Today we are talking to SmartCompany blogger and entrepreneur Julia Bickerstaff.
As founder and CEO of two successful, yet diverse companies, The Business Bakery and Butterfly Coaching, she knows a thing or two about starting a business. She is also the author of How to Bake a Business, a “how to” guide for kitchen table tycoons taking their business to the next level. Julia was also a partner at Deloitte for eight years before embarking on her own business venture in 2008, so she understands how to make the jump from corporate life to entrepreneurship.
Julia reveals the top mistakes first time entrepreneurs make when starting their business, why female entrepreneurs always set their prices too low and why she always puts on a pair of heels to conduct difficult business conversations from home.
Have you seen an increase in the number of people looking to start businesses, from people who might have had a career change either perhaps forced upon them or chosen to go a different way?
Not just in the last year but over the last few years.
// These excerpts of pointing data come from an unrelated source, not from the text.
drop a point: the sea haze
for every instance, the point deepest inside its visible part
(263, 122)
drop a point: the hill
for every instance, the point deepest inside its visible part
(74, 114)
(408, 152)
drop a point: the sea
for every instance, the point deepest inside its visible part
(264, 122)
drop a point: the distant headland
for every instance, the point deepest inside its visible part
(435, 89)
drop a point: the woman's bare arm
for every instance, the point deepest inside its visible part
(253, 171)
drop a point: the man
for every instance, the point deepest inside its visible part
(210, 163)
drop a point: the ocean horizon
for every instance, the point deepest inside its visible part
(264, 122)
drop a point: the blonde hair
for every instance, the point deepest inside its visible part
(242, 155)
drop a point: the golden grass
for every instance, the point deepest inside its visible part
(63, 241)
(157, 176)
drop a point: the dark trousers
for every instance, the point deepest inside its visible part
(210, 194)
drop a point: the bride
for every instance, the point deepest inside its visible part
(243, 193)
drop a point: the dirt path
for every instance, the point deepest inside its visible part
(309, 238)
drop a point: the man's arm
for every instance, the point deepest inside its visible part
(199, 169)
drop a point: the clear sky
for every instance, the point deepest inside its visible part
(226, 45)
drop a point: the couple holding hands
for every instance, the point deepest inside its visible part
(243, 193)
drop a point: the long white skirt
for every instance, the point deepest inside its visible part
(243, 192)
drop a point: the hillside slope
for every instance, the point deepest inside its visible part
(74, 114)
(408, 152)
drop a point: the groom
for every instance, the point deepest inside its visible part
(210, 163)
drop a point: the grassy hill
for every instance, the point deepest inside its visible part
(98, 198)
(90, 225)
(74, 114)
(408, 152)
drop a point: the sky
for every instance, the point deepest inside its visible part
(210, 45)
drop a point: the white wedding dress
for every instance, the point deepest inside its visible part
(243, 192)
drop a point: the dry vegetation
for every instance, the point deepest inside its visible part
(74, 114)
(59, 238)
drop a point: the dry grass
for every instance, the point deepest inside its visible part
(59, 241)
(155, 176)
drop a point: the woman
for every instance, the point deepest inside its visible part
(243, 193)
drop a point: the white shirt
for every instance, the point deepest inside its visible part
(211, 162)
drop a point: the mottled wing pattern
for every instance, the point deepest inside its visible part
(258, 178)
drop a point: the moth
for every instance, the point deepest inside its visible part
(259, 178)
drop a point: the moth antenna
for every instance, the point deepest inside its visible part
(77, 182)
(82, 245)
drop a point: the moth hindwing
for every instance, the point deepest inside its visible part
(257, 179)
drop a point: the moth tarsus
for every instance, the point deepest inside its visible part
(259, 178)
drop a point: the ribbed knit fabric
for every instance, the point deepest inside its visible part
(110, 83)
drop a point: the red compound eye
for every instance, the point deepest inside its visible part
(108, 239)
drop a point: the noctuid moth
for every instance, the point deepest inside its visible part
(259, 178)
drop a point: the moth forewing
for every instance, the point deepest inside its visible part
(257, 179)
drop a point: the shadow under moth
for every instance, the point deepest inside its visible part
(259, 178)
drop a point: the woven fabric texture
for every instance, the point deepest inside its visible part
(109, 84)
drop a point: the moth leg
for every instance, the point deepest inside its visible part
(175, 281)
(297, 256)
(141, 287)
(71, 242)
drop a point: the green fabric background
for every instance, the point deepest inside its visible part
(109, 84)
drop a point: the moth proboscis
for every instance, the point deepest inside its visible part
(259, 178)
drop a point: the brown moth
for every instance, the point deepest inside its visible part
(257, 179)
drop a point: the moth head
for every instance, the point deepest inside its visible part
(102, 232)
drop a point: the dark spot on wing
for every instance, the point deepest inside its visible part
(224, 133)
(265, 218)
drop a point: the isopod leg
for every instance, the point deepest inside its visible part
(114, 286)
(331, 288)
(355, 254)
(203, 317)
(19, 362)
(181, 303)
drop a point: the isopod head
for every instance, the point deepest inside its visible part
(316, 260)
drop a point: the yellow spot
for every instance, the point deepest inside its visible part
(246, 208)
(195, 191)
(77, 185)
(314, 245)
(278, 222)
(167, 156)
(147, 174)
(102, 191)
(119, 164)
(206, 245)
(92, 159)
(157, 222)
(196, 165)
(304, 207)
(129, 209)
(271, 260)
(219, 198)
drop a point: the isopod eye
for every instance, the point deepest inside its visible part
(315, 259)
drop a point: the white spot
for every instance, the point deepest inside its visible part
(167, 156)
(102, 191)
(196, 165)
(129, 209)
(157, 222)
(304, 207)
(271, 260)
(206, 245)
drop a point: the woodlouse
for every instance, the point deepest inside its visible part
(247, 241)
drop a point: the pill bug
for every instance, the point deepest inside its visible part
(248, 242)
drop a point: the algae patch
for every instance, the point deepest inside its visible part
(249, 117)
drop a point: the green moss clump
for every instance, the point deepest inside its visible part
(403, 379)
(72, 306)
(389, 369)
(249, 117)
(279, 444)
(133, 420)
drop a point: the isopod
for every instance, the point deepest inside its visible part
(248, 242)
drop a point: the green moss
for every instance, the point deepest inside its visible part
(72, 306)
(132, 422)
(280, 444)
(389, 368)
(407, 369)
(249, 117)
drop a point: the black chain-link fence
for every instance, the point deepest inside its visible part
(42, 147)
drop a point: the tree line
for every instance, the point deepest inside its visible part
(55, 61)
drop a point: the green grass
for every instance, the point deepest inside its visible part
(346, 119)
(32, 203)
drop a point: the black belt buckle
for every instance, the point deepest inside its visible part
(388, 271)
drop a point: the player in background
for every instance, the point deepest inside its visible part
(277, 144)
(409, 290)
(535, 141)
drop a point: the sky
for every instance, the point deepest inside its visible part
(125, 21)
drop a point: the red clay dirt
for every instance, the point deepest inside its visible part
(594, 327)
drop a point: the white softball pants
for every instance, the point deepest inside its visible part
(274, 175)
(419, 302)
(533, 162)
I think people think starting a business is more doable now and for a lot reasons, although not always people are prepared for it. We saw something quite interesting I think when the GFC was threatening to be much bigger in Australia than it was, and the interesting thing there were people actually starting businesses as second jobs. Literally thinking, let me do something else on a very small scale, but I’m going to actually start something.
I think a lot more people who are dissatisfied in corporate land and think they can actually go out and do something and make good money, although they might not make a fortune. For a lot of people it’s not about being an absolute enormous business and making billions of dollars. It’s about having a lot of personal satisfaction, building something and having a good life.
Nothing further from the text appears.